Now, I looked through other commissioning journals and went through some that were pretty, let’s say, “bad”. But those had different people asking for them to draw them this or that and I was like “hmm maybe I can be successful in this”. Once I set up my journal, I shared it on those popular commissioning groups and even added to the job forum. At least get one commissioning I thought. Nope. No messages, notes or comment. Not a single person.
I felt worthless and ashamed. I was thinking to myself “was it because my artwork was bad? The anatomy? Or because the pricing was high? Or maybe because I need to build up my following?”
(Idk, let me know if $10-$14 is high for a first time commissioner?)
Well, once I look at it this way, there are different reasons why I’m not getting someone to commission me.
But then there are times where I felt relieved because I had a lot going around in my personal life like so much school work and updating my blog.

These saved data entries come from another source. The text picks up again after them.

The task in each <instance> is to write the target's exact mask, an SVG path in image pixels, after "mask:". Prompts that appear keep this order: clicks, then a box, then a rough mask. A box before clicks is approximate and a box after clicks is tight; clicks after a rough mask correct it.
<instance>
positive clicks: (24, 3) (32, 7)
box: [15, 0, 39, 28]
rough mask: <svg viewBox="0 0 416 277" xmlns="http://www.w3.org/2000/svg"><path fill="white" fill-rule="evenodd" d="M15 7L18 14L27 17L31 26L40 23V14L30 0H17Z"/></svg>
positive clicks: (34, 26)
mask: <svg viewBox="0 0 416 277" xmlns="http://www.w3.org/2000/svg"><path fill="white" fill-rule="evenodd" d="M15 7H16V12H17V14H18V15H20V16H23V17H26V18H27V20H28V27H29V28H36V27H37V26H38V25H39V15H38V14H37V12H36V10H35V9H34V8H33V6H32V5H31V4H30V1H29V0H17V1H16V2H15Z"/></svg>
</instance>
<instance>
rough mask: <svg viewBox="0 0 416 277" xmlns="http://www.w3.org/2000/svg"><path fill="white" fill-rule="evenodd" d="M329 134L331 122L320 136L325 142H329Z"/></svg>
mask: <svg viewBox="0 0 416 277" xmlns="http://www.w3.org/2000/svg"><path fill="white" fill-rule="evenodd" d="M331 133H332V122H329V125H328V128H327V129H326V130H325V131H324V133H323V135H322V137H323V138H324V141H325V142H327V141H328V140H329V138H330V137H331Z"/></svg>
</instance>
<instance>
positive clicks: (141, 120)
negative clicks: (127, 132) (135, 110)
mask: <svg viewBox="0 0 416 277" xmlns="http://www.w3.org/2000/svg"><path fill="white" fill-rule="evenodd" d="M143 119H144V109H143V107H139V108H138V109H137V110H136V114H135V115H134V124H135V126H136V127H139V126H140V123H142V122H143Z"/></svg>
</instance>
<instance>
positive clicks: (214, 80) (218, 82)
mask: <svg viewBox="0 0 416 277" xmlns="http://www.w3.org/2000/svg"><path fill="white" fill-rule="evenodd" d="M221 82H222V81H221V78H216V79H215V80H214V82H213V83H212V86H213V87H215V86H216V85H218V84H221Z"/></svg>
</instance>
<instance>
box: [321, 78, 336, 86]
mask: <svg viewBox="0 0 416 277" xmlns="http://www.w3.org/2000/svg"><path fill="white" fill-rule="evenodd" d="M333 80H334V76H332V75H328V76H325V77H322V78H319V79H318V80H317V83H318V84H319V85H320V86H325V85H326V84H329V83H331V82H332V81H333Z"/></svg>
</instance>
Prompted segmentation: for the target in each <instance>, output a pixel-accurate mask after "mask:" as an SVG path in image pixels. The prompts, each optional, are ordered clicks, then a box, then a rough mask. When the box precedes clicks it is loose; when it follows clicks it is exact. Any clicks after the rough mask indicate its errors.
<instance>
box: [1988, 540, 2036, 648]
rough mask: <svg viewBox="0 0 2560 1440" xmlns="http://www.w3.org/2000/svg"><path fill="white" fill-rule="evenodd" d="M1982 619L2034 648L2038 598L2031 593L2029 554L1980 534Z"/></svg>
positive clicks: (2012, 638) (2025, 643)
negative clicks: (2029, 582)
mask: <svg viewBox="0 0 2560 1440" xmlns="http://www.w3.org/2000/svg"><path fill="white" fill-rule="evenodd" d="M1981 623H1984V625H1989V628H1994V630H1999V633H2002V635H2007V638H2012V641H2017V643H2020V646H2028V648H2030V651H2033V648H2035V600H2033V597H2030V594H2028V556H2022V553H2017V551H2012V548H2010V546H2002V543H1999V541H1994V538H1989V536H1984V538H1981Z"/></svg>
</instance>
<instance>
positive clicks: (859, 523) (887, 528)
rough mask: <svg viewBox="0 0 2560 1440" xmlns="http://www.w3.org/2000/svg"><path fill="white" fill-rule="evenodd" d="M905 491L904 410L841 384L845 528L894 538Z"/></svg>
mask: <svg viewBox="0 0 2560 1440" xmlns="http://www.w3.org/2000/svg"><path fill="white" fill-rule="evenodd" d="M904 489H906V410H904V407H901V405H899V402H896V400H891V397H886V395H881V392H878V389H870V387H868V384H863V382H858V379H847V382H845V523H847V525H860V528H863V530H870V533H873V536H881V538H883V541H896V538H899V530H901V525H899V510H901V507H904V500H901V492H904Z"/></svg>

I’m reading this book called “You are Enough” by Cassie Mendoza-Jones and she talks about her personal experience with self-worth, perfectionist and success. Every time I read this book, I feel a sense of relief and happiness inside me that it’s all just in my angry mind telling me that I’m not good enough.
And you know what?
I’m not going to listen to that side of my brain that is telling me to give up even if I don’t get a single commission. I love drawing and if I improve more in my art, someday in the future, I’ll be like those popular Deviant art artist that get a lot of commissions (probably not but at least get some people commissioning for me).
This thing in here *points at my brain* is not going to stop me from giving up on something that I’m passionate about. I love drawing and even if I feel burned out, I will continue to improve and get to that stage where I start to get good.
I love my blog and I love writing. If I had given up like maybe months ago like my old blogs, I wouldn’t have reached the 1k mark of views monthly (which I’m really happy about!). One post that is contently getting plenty of views is “A Letter To My Ex-Boyfriend That Was Never Sent” and it’s on the 3rd top of the Google search results (what?!)